Why, indeed, should they? Running for office is not obligatory; the man who does it does it voluntarily. Well, if it is impossible to do it without going upon the streets intellectually, then why do it at all? What is the prize in the present case? A public office that has been held, in the recent past, by such blobs as Harding and Coolidge. I can imagine, nevertheless, a man wanting it. He may put Harding and Coolidge out of his mind, and think of McKinley, Taft and Rutherford B. Hayes, or even, if he is vain enough, of Washington and Adams. But why should he be willing to sacrifice his freedom and his honor in order to get it? What is there in it that is worth the blush seen in the shaving-glass?

The concept of honor, of course, is foreign to the professional politician, as it is, indeed, to the average and normal American—foreign and also abhorrent, as becomes evident every time the Anti-Saloon League, the American Legion or any other such organization is heard from.
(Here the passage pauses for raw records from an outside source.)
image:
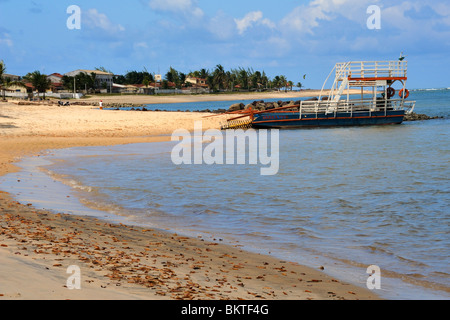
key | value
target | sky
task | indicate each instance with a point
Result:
(283, 37)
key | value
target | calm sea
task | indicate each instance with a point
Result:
(344, 198)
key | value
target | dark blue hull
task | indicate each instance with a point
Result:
(292, 119)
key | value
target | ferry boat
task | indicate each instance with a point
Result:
(380, 102)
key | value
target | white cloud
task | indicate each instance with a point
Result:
(6, 40)
(97, 20)
(252, 18)
(186, 7)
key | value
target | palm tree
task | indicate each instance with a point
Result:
(219, 76)
(2, 72)
(39, 81)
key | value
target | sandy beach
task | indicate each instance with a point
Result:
(127, 262)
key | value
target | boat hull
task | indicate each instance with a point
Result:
(292, 119)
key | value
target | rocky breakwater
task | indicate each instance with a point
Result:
(262, 105)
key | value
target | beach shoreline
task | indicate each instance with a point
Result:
(121, 261)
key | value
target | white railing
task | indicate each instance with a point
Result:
(364, 105)
(372, 69)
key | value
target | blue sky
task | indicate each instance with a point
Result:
(283, 37)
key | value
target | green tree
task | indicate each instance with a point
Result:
(219, 77)
(39, 81)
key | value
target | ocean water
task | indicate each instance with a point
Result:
(344, 198)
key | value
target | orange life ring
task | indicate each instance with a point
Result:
(406, 93)
(390, 92)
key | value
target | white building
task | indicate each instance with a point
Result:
(102, 79)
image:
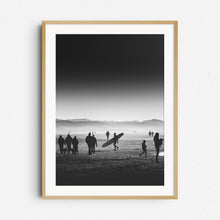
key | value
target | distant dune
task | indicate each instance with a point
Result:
(85, 125)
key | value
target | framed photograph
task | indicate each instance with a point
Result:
(109, 110)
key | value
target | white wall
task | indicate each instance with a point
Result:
(199, 109)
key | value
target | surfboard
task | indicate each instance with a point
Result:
(111, 141)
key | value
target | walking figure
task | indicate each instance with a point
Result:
(61, 142)
(68, 141)
(93, 144)
(107, 134)
(75, 143)
(144, 148)
(115, 142)
(89, 143)
(158, 142)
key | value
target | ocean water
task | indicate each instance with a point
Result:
(126, 142)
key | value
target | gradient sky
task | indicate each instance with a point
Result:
(110, 77)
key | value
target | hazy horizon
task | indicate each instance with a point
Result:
(83, 118)
(113, 77)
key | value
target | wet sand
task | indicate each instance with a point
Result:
(109, 167)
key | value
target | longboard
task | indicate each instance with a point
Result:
(111, 141)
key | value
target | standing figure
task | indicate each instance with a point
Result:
(115, 142)
(61, 143)
(107, 134)
(89, 143)
(93, 144)
(68, 141)
(75, 143)
(158, 142)
(144, 148)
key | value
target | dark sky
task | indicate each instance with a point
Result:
(93, 71)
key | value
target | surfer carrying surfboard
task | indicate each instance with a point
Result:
(115, 142)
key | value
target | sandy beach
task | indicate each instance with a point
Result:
(109, 167)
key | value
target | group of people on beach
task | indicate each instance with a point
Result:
(91, 141)
(151, 133)
(68, 141)
(157, 141)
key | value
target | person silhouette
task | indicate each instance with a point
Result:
(107, 134)
(158, 142)
(115, 142)
(89, 143)
(93, 144)
(68, 141)
(75, 143)
(61, 142)
(144, 148)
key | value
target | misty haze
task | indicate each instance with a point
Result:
(109, 109)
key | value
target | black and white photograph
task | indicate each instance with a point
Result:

But the man before us is not a professional politician, nor even an average American: he is put in the showcase as a gentleman. Why should a gentlemen try to get votes by false pretenses? I can’t imagine any situation justifying it; certainly, there is none before us now. Is Davis wet or is he dry? If he is wet, as I hear, then he is trying to hornswoggle Prohibitionists into voting for him. And if he is dry, then he is trying to bamboozle the wets.

IV.

The attempt, I believe, will not work. If, as appears plain, his campaign is making no progress, it is chiefly because he has shown no frankness and courage—because his transparent evasions and his deliberate misstatements of known fact have made all the more reflective varieties of men suspicions of him. He will carry the Southern States, where thinking is forbidden by law, and he will get the support of the jobholders and jobseekers of his party in the North. But he has obviously aroused no enthusiasm in other circles. Compared to him, even the dreadful Coolidge is a candid man. Coolidge says nothing, true enough, but that is simply because he has nothing to say. His complete lack of ideas is what delights the sort of men who favor him, for they have learned by bitter experience that ideas are dangerous.
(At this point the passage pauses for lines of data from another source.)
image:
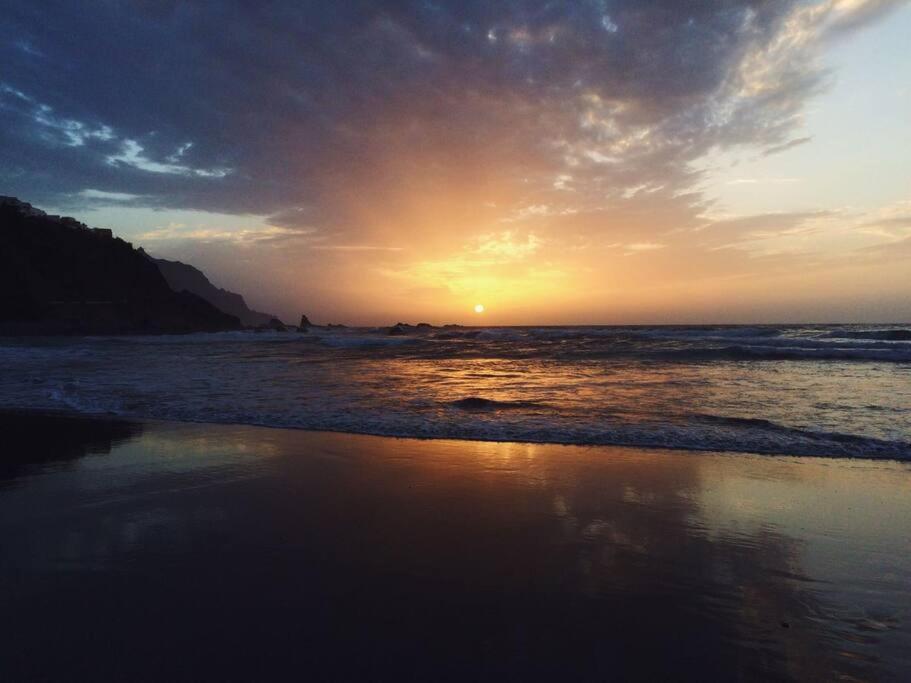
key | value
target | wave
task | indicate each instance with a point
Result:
(883, 335)
(517, 421)
(770, 353)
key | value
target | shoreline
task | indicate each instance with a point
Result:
(38, 412)
(211, 551)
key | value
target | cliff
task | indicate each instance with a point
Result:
(58, 276)
(183, 277)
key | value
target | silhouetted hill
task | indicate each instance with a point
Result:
(181, 276)
(58, 276)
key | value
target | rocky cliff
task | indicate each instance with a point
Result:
(58, 276)
(183, 277)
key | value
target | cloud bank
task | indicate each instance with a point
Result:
(413, 132)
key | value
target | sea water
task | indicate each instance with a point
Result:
(839, 390)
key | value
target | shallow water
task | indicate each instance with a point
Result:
(192, 552)
(811, 390)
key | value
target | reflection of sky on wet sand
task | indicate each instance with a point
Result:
(493, 557)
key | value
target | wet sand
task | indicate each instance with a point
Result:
(161, 551)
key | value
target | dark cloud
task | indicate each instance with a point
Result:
(328, 113)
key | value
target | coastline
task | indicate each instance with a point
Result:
(657, 446)
(212, 551)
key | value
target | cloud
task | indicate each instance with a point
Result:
(785, 146)
(260, 108)
(409, 134)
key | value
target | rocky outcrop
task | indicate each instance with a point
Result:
(184, 277)
(58, 276)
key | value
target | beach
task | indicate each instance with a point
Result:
(146, 550)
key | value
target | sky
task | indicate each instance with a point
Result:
(597, 161)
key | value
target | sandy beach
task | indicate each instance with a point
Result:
(168, 551)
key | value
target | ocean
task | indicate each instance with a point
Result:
(815, 390)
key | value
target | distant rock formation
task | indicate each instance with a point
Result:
(58, 276)
(183, 277)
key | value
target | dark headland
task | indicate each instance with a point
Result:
(59, 276)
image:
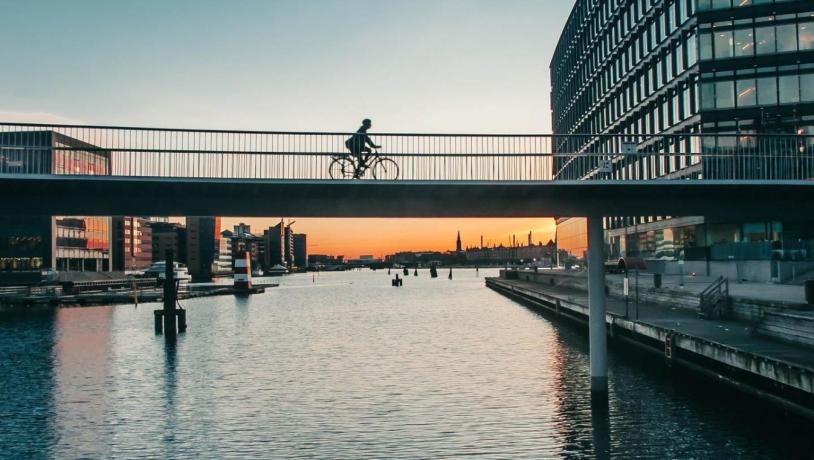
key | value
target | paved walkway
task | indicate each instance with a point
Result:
(736, 334)
(770, 292)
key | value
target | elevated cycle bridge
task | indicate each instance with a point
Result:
(97, 170)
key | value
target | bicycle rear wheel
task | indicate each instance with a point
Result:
(385, 169)
(341, 168)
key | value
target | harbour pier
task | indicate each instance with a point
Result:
(730, 351)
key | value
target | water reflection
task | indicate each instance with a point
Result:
(81, 359)
(345, 366)
(26, 384)
(600, 425)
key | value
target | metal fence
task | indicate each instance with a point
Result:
(189, 153)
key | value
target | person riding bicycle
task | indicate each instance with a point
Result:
(360, 142)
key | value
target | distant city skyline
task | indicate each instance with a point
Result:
(342, 236)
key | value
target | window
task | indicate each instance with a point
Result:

Davis is blowing up for the same reason that Governor Ritchie blew up at the Democratic National Convention: because he is playing close to the board at a time when only boldness could help him. Dr. Ritchie had an excellent chance to make a stir in the convention by tackling the Anti-Saloon League, the Ku Klux Klan and all the other branches of the Methodist-Baptist political machine head-on, and I daresay that his private inclination was to do it, for he is a frank man. But the professional politicians among his advisers were all against it, for politics is incurably evasive, and so his candidacy came to nothing. When the deadlock was at its height, one blast upon his bugle horn might have started a stampede for him. Instead, he was given a sleeping drought and locked in a room.
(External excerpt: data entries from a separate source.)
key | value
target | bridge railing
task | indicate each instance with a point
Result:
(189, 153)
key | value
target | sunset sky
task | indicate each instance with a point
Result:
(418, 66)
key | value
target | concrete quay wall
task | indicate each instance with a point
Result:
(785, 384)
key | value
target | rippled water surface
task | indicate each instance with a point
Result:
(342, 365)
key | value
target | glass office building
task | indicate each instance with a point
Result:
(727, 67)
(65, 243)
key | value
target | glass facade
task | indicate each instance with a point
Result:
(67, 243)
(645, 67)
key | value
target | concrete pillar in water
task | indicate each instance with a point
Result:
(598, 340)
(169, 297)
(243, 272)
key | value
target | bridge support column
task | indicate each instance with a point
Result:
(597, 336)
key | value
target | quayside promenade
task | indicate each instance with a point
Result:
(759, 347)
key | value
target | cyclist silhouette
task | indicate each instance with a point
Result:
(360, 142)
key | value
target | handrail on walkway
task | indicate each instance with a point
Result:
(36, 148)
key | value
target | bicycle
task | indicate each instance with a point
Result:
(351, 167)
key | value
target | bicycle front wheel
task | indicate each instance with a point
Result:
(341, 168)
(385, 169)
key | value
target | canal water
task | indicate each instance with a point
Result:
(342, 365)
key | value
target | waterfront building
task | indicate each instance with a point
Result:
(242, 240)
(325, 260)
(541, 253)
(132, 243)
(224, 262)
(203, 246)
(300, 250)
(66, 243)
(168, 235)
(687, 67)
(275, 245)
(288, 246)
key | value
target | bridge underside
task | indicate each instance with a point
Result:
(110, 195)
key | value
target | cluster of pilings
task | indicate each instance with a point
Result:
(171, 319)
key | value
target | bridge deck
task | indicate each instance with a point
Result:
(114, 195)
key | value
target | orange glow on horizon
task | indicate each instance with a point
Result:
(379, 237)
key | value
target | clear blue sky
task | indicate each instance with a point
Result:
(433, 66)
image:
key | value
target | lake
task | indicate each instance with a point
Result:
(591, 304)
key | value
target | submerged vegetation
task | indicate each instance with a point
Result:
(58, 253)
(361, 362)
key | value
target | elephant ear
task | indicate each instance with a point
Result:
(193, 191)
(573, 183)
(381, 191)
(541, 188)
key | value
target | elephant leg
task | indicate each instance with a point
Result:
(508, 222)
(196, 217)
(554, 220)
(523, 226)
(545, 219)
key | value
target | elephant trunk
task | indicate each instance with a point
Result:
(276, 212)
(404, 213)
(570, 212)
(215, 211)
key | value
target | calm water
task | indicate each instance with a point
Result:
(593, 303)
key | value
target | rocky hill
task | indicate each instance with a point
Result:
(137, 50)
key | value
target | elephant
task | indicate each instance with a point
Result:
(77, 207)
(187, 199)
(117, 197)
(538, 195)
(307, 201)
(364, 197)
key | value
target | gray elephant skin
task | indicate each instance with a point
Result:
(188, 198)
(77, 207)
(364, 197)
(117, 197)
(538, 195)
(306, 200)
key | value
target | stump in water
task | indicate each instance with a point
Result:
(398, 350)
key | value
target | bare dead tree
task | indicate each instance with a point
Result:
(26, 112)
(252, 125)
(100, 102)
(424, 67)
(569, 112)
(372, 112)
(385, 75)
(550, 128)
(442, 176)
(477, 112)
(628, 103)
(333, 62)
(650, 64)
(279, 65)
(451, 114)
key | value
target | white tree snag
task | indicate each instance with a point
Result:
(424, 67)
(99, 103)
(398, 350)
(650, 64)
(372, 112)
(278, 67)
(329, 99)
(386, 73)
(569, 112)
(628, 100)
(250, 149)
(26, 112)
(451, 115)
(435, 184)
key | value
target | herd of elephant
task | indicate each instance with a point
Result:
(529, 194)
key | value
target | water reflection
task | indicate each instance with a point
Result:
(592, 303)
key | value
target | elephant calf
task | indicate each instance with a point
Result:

Davis goes the same route and for the same reason. The politicians who manage his campaign are all plainly in favor of pussyfooting. It is their notion that if he is careful and avoids scaring anyone, he may slip through—partly by the aid of the Hon. Al Smith in New York and partly by the aid of the Hon. Mr. La Follette in the Bible Belt. This notion, I presume to opine, is full of holes. The Hon. Al Smith ran ahead of the Cox-Roosevelt ticket by a million votes; he’ll probably run ahead of the Davis-Bryan ticket by even more, and so leave it on the beach in New York. And the Hon. Mr. La Follette, when the time comes to count the ballots, will probably turn out to have captured almost as many of them from Davis as he has captured from Coolidge.